Early on in
True Notebooks
, author Mark Salzman acknowledges that this is just one more permutation of the old trope known as White Person Helps Impoverished Brown Children Realize That Art Matters. Indeed, this book's working title was
Dangerous Freedom-Writing Minds Find Forrester
.
It helps that
True Notebooks
is a memoir, and heck, I've got a weakness for that old trope anyway. This book did stir up some emotion in me, and there's some good subtle humor in the dialogue.
TN
, to me, had the double whammy of "Be grateful this wasn't your adolescence," and, "Isn't that awesome? These kids are discovering the freedom and psychological power of writing."
But, just as early on, Salzman also acknowledges the futility of the project. The kids he's volunteering to teach have all been arrested for serious violent crimes, mostly murder. They're being held in a juvenile facility right now, but almost all of them will be tried, sentenced and immediately moved to adult prisons, where they will live out the next few decades to life.
These can get a few quick lessons on how to write, how to think, and how to feel, but their surroundings were bad from birth. Now their lives are overshadowed by regret, and they're only going to go from bad to worse to hopeless. Salzman realizes, though, and successfully conveys that it's not futility if - in this particular moment - he's enjoying what he's doing, and so are his students.
Overall, of course, this book was good enough for me to see through to completion, but I would've liked it twice as much at half the length (and possibly four times as much at one-fourth the length). At its present 326 pages,
TN
has a lot of sameishness that waters down its impact.

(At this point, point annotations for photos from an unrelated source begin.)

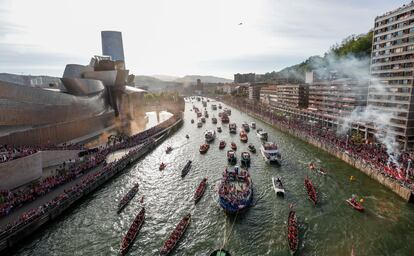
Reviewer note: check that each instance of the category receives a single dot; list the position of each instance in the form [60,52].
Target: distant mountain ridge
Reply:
[204,79]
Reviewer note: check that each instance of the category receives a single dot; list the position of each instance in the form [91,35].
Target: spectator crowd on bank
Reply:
[375,155]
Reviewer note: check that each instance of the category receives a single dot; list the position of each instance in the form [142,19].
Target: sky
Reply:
[179,37]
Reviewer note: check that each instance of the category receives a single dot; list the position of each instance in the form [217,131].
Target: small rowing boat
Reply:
[200,190]
[233,146]
[245,158]
[252,148]
[310,190]
[128,197]
[293,234]
[186,169]
[162,166]
[278,186]
[243,136]
[175,236]
[354,204]
[204,148]
[231,157]
[222,144]
[132,233]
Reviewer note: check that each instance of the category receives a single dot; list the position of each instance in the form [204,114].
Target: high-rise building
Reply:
[112,45]
[392,62]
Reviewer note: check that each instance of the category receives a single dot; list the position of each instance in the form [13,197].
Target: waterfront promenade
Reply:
[372,161]
[16,226]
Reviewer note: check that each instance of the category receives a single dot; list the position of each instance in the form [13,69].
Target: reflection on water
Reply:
[332,228]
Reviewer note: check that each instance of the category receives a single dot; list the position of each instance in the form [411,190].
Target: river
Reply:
[92,227]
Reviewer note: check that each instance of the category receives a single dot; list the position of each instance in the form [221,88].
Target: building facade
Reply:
[244,78]
[392,63]
[288,98]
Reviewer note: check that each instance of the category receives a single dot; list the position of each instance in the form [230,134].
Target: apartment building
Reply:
[392,66]
[289,98]
[330,101]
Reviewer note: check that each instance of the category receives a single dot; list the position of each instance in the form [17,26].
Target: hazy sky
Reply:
[178,37]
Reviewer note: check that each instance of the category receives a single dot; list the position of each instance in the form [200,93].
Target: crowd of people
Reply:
[70,193]
[8,152]
[375,155]
[10,200]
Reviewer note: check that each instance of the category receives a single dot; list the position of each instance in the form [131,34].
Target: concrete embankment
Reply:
[366,168]
[11,239]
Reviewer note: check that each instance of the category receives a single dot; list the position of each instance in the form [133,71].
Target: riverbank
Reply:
[404,192]
[84,187]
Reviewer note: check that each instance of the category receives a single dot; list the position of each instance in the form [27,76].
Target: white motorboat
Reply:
[233,128]
[261,134]
[278,186]
[270,152]
[210,135]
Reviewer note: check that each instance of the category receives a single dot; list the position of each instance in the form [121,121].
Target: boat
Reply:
[261,134]
[246,127]
[224,118]
[252,148]
[162,166]
[314,167]
[231,157]
[245,158]
[222,144]
[127,198]
[270,152]
[132,233]
[235,190]
[186,169]
[233,146]
[278,186]
[354,204]
[310,190]
[210,135]
[233,128]
[204,148]
[220,252]
[175,236]
[243,136]
[293,233]
[200,190]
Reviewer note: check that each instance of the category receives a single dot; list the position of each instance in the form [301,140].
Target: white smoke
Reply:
[358,69]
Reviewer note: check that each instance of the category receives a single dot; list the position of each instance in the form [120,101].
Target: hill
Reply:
[204,79]
[352,55]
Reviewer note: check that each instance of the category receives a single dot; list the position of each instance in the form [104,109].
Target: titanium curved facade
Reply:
[82,87]
[27,106]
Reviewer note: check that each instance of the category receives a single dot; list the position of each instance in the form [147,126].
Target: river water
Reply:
[92,227]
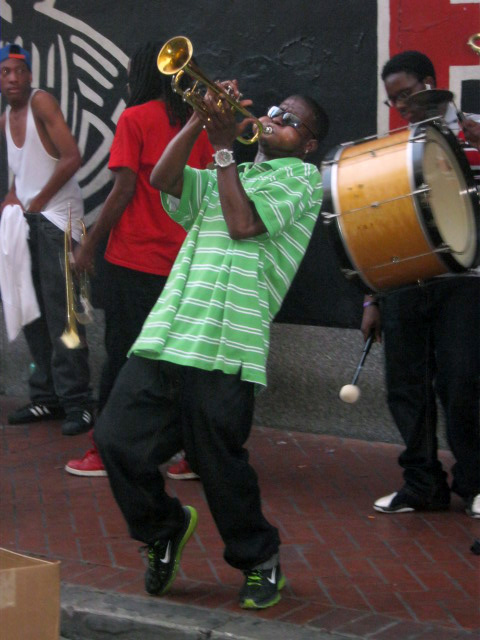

The book's basic structure is this, over and over - Salzman shows up at the facility and exchanges a few words with at least one authority figure; he recreates the everyday dialogue he overhears from the kids, and his interactions with them; Salzman has some sort of worry or misgiving that things will go awry, and everyone will lose respect for him, or they'll discontinue the writing class; he suggests a topic for the kids who are having trouble; some of them write, some disrupt the class; they read their essays aloud, which he usually reprints in full (Free material! #chaching!), and which vary wildly in quality; there are remarks about the essays, almost always encouraging ones.
The most notable breaks from the formula are Salzman's initial debate whether or not to get involved in the program, the all-day writing workshop that includes girls(!), and one student's trial and sentencing hearing that Salzman attends. There are four or five kids who stand out in the story, while the rest are interchangeable - the class itself is a revolving door, with kids constantly coming and going.
Two of the authority figures are my favorite characters in the book, by the way. There's Sister Janet, the turbo-volunteer and living saint, and there's Mr. Sills, the head disciplinarian on the E/F unit where the book is set.
The whole book, though, has this overarching feel of the narrator being like, "Look at me, I'm recreating the way ghetto kids talk. Doesn't it seem authentic? I didn't even use a tape recorder or anything!" And then he's like, "Look at me, I'm white and nerdy. Holy cow, I'm just too white and nerdy. I'm so white and nerdy."